Parmi ceux là, « Isophonic Boogie Woogie » de Roland P. Young fait figure de cas d’école. De part le statut de son géniteur, de prime abord; véritable figure sur laquelle il semble bien difficile de se documenter efficacement en surface. En réalité, en dépit d’une tentative de conserver une aura particulière autour du musicien, deux clics suffisent à comprendre le parcours et la musique de Roland Young. Formé à la clarinette jazz dès son plus jeune âge, Roland Young emprunte les sentiers communs à bon nombre de musiciens de sa trempe; baignant dans le liquide créatif insufflé par diverses formations musicales depuis ses premiers pas au sein de groupes scolaires jusqu’à son entrée au sein de l’U.S. Navy à la sortie du lycée. Affecté sur un navire dans le Pacifique, Roland Young retrouve la terre ferme dans le courant des années 60 lorsqu’il s’installe à San Francisco une fois son passage dans la Marine U.S. terminé. C’est à ce moment là qu’il entame, dit-on, de se forger un style bien à lui en étudiant les structures musicales en provenance des quatre coins de la planète; une curiosité qu’il laisse échapper par l’incontournable exercice d’improvisation.

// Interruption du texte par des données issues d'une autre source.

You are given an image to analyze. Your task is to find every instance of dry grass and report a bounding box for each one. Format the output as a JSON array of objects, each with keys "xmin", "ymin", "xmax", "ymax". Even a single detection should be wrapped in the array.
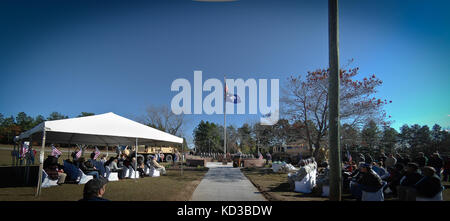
[{"xmin": 0, "ymin": 169, "xmax": 207, "ymax": 201}]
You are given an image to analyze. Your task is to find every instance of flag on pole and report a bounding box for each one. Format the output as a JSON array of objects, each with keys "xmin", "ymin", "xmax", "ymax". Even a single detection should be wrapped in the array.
[
  {"xmin": 51, "ymin": 144, "xmax": 62, "ymax": 157},
  {"xmin": 94, "ymin": 147, "xmax": 100, "ymax": 160},
  {"xmin": 225, "ymin": 84, "xmax": 241, "ymax": 104},
  {"xmin": 75, "ymin": 147, "xmax": 83, "ymax": 159},
  {"xmin": 347, "ymin": 150, "xmax": 352, "ymax": 162},
  {"xmin": 19, "ymin": 142, "xmax": 29, "ymax": 157}
]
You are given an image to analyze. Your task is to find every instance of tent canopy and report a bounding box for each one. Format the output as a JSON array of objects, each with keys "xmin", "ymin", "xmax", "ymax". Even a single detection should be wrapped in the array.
[{"xmin": 19, "ymin": 112, "xmax": 183, "ymax": 146}]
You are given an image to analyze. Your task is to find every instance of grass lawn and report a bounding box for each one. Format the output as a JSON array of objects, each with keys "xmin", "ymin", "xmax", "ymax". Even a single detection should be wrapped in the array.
[
  {"xmin": 242, "ymin": 168, "xmax": 450, "ymax": 201},
  {"xmin": 0, "ymin": 168, "xmax": 207, "ymax": 201}
]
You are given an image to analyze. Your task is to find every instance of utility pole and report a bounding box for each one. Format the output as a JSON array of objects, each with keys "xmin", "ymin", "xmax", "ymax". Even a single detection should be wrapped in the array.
[{"xmin": 328, "ymin": 0, "xmax": 342, "ymax": 201}]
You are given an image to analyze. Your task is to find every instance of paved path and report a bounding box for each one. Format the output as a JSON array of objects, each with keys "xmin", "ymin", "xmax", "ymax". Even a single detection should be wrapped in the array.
[{"xmin": 191, "ymin": 162, "xmax": 266, "ymax": 201}]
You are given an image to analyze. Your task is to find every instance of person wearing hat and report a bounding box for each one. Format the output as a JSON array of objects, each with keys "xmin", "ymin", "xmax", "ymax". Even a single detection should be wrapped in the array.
[
  {"xmin": 150, "ymin": 155, "xmax": 166, "ymax": 174},
  {"xmin": 415, "ymin": 166, "xmax": 444, "ymax": 200},
  {"xmin": 80, "ymin": 177, "xmax": 109, "ymax": 201},
  {"xmin": 356, "ymin": 163, "xmax": 383, "ymax": 199},
  {"xmin": 398, "ymin": 163, "xmax": 423, "ymax": 201}
]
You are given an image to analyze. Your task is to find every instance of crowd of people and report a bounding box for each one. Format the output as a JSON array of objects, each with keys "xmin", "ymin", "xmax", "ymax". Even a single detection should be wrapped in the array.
[
  {"xmin": 44, "ymin": 147, "xmax": 181, "ymax": 184},
  {"xmin": 342, "ymin": 153, "xmax": 450, "ymax": 201}
]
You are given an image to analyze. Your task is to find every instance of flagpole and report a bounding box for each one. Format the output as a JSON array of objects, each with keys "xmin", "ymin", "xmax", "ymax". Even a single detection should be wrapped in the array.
[{"xmin": 223, "ymin": 75, "xmax": 228, "ymax": 163}]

Installé à San Francisco, Roland Young devient DJ sur une radio FM locale depuis laquelle il cherche à véhiculer sa passion pour une musique unifiée sans distinction de genres ou de styles. En activiste bien dans son époque, Roland Young se voit débarquer de la radio en raison de propos un peu trop engagé sur la situation sociale aux Etats-Unis. L’époque était propice à un bouillonnement intellectuel et à une expression toujours plus radicale, à la fois politique et artistique, dont le jazz n’était que l’une des vitrines les plus représentatives et les plus inspirées. Roland Young passe d’une radio à une autre avant de rejoindre la première antenne locale entièrement financée par les auditeurs. C’est à cette époque qu’il mélange avec application musique acoustique et les prémices d’une musique électronique alors en pleine éclosion. Une démarche qui le suivra tout le long de sa carrière.

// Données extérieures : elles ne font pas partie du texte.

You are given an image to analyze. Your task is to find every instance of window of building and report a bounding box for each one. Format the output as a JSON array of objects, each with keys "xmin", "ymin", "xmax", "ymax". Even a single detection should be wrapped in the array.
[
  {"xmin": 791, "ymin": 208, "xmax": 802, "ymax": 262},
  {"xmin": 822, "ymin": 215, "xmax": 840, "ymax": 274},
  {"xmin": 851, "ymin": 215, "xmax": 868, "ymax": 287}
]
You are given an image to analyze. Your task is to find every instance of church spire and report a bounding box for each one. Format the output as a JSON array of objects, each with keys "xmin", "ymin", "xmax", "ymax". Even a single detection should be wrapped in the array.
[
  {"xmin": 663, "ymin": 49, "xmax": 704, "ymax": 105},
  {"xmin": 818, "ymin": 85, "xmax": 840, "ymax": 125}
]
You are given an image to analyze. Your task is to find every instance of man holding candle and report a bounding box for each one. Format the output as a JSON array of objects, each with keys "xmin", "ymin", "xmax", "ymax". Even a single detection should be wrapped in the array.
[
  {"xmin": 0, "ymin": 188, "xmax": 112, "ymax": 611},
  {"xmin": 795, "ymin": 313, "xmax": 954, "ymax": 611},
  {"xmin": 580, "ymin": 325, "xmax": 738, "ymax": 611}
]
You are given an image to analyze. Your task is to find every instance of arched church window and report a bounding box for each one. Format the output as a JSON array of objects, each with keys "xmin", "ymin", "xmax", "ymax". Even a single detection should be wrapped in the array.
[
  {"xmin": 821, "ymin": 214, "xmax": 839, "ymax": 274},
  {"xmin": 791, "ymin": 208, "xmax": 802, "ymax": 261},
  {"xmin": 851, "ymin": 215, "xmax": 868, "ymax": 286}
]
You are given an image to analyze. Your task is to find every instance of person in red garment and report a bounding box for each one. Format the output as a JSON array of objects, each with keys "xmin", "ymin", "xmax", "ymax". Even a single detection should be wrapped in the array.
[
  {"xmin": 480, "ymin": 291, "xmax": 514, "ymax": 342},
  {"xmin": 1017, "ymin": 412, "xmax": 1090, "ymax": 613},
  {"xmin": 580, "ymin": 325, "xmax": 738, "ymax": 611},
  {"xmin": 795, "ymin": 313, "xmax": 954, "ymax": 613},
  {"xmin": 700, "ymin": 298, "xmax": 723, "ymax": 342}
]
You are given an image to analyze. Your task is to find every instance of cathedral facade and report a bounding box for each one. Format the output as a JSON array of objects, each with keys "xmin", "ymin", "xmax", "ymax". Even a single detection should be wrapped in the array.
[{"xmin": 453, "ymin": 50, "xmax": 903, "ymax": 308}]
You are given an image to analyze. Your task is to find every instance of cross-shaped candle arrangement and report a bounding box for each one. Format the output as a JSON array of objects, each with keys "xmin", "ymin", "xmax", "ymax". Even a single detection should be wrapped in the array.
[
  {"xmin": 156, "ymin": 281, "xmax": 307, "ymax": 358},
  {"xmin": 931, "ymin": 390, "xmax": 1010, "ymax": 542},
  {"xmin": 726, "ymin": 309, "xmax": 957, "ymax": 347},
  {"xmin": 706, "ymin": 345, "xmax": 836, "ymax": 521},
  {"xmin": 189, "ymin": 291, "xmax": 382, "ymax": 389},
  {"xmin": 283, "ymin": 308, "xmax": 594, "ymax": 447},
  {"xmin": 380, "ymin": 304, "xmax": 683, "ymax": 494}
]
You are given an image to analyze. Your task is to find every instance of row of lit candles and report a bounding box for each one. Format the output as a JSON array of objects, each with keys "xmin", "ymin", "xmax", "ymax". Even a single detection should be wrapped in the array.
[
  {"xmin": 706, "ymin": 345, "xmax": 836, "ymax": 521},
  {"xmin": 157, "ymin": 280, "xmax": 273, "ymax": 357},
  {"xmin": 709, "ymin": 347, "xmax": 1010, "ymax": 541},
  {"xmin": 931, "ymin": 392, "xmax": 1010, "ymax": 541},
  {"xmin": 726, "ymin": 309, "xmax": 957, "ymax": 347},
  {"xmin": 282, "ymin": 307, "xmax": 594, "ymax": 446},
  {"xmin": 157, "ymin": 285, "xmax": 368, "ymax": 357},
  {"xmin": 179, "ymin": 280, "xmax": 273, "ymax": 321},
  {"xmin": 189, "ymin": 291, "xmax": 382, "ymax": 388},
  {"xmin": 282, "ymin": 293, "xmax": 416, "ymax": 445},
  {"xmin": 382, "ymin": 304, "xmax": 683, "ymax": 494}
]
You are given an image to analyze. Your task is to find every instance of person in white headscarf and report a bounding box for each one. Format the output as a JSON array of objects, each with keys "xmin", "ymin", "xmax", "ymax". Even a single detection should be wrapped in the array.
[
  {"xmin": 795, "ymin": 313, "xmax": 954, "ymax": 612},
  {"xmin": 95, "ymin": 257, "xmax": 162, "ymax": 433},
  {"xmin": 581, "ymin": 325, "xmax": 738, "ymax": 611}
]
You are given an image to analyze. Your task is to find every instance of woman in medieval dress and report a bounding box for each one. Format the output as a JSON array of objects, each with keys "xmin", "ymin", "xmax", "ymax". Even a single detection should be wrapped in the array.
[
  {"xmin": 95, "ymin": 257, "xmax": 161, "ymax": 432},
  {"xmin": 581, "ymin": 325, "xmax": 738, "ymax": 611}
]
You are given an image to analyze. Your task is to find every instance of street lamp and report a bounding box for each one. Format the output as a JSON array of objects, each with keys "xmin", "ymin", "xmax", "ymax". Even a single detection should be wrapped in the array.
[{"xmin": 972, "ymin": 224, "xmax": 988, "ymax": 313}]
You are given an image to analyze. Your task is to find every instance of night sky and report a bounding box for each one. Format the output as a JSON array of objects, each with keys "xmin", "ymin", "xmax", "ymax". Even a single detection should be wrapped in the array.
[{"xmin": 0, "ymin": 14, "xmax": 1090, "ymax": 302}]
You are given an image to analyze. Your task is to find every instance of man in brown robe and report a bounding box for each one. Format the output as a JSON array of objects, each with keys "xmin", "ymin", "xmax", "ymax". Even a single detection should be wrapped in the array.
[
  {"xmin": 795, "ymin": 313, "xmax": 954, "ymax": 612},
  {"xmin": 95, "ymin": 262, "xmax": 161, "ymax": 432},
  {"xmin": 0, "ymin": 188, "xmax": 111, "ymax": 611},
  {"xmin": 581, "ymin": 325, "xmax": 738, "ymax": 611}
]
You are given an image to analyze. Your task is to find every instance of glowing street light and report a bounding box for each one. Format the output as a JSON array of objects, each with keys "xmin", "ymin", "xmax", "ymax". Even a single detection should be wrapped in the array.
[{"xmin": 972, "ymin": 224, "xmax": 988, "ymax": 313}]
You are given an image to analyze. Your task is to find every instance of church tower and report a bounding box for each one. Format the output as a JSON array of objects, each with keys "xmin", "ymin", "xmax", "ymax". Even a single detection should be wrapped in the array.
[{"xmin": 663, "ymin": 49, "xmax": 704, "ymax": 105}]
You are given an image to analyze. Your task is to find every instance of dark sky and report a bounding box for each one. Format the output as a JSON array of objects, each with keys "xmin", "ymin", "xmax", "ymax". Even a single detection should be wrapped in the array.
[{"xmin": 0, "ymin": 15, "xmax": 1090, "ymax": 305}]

C’est en prenant appui sur ce point d’ancrage esthétique qu’il formera le trio Infinite Sound au début des années 70 en compagnie de deux proches, Glenn Howell et Aisha Kahlil. Le seul et unique témoignage de cette période reste le fameux « Contemporary African-Amerikan Music » publié en 1974 chez 1750 Arch Records. Un témoignage sans fioriture de ce que peut représenter la musique afro-américaine telle que la perçoit Roland Young à cette époque: un mélange de jazz, de musique de chambre et d’effets électroniques pour donner naissance à une matière sonore ayant digéré avec application l’ambition d’une fusion de divers courants musicaux. Une volonté d’ouverture qui va s’infiltrer sérieusement dans le tout premier LP solo publié par Roland Young en 1980 pour le compte de Flow Chart Records, « Isophonic Boogie Woogie ».
Première réalisation entièrement personnelle de Roland Young, les 5 morceaux publiés sur la version originelle font la part belle à ce free jazz d’une puissance avant-gardiste aussi rare que précieuse tant elle est tour à tour prenante, évocatrice, inspirée et inspirante. Sur près d’une heure de musique, Roland Young expose le résultat de plusieurs années d’expériences musicales diverses ayant abouti à ce mélange de free jazz mâtiné d’un véritable esprit d’ouverture: drones bourdonnants, effets électroniques, projections de notes de musique désarticulées aux confins d’espaces où le bruit et le silence agissent de concerts… Composé et réalisé uniquement par ses soins, Roland Young expose sur « Isophonic Boogie Woogie » sa palette de multi-instrumentiste aussi à l’aise avec la clarinette (son instrument de prédilection) qu’avec un saxophone, un kalimba, diverses percussions ou même sa propre voix.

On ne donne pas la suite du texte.